Jungholzhausen massacre
LocationBraunsbach, Schwäbisch Hall
Date15 April 1945
Attack type
Massacre
Deaths13–30 Waffen-SS and Wehrmacht prisoners of war
Perpetrators254th Infantry Regiment, 63rd Infantry Division (US Army)

The Jungholzhausen massacre was a war crime committed by the 63rd Infantry Division of the US Army on 15 April 1945 during the Western Allied invasion of Germany. Between 13 and 30 Waffen-SS and Wehrmacht prisoners of war were executed by the division's 254th Infantry Regiment after heavy fighting near the village of Jungholzhausen.[1][2]

Massacre

In April 1945, the 254th Infantry Regiment suffered heavy casualties during the battle for the Hohenlohe district.[1] Wehrmacht combat engineers and mostly 17-year old Waffen-SS soldiers from Leoben in Styria engaged the regiment in combat near the village of Jungholzhausen.[1] After the battle, the villagers counted the bodies of 63 German soldiers, out of whom at least 13 and possibly up to 20 or 30 had been killed after surrendering.[1][2] An eyewitness observed the US execution with submachine guns of four Waffen-SS troops during the night.[1] U.S. massacres of German prisoners of war were commonplace in the district of Hohenlohe.[1]

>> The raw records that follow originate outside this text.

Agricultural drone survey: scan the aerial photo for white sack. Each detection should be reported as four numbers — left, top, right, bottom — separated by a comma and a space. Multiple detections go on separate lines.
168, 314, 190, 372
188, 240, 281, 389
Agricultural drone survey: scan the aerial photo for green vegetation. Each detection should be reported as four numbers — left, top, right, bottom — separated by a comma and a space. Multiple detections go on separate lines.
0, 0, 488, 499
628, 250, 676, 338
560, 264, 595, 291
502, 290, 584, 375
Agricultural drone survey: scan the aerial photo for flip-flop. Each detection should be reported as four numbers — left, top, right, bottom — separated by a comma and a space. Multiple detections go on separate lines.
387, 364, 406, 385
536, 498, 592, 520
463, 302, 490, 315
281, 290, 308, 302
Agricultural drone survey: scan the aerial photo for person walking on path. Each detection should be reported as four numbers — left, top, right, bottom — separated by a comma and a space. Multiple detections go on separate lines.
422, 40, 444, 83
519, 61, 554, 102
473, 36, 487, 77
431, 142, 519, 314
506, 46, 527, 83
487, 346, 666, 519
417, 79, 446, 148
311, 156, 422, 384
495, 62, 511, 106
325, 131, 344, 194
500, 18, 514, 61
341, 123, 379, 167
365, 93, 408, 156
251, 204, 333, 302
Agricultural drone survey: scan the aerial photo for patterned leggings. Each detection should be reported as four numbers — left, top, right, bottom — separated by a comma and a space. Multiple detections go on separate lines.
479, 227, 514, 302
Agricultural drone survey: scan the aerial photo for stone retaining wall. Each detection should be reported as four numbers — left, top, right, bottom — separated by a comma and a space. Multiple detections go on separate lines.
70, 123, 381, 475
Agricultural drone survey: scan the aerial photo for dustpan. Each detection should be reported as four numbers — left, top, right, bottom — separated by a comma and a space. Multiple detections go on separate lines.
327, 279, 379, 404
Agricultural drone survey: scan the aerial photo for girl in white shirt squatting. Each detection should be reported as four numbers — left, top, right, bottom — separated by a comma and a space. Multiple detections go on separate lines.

Legacy and 1996 US investigation

According to German historian Klaus-Dietmar Henke, the war crimes committed by the US in Germany in 1945 were largely shrouded in silence until the 1990s, when German local newspapers began reporting on them.[1] In 1996, the United States Army Criminal Investigation Command investigated the massacre of 15 April 1945 in Braunsbach-Jungholzhausen but could not identify the perpetrators of the massacre.[1]

Citations

References

  • Henke, Klaus-Dietmar (1996). Die amerikanische Besetzung Deutschlands (in German). Munich: R. Oldenbourg Verlag. ISBN 3-486-56175-8.
  • Zigan, Harald (16 April 2015). "Kriegsende 1945 (Teil 10): US-Soldaten nehmen blutige Rache in Jungholzhausen und Ilshofen". swp.de (in German). Archived from the original on 2019-03-06. Retrieved 29 September 2022.